Crosstalk Between β-CATENIN-Mediated Cell Adhesion and the WNT Signaling Pathway

Cell adhesion and stable signaling regulation are fundamental ways of maintaining homeostasis. Among them, the Wnt/beta-CATENIN signaling plays a key role in embryonic development and maintenance of body dynamic homeostasis. At the same time, the key signaling molecule beta-CATENIN in the Wnt signaling can also function as a cytoskeletal linker protein to regulate tissue barriers, cell migration, and morphogenesis. Dysregulation of the balance between Wnt signaling and adherens junctions can lead to disease. How beta-CATENIN maintains the independence of these two functions, or mediates the interaction and balance of these two functions, has been explored and debated for a long time.

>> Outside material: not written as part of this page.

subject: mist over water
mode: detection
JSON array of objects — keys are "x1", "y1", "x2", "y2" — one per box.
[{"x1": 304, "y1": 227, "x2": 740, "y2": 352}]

In this study, we will focus on five aspects of beta-CATENIN chaperone molecules, phosphorylation of beta-CATENIN and related proteins, epithelial mesenchymal transition, beta-CATENIN homolog protein gamma-CATENIN and disease, thus deepening the understanding of the Wnt/beta-CATENIN signaling and the homeostasis between cell adhesion and further addressing related disease problems.

Automated summary

This study investigates the mechanism of maintaining balance between cell adhesion and signal regulation by focusing on the role of β-CATENIN. The study deepens the understanding of the Wnt/β-CATENIN signaling pathway through exploring β-CATENIN chaperone molecules, phosphorylation, epithelial mesenchymal transition, and their connection to disease.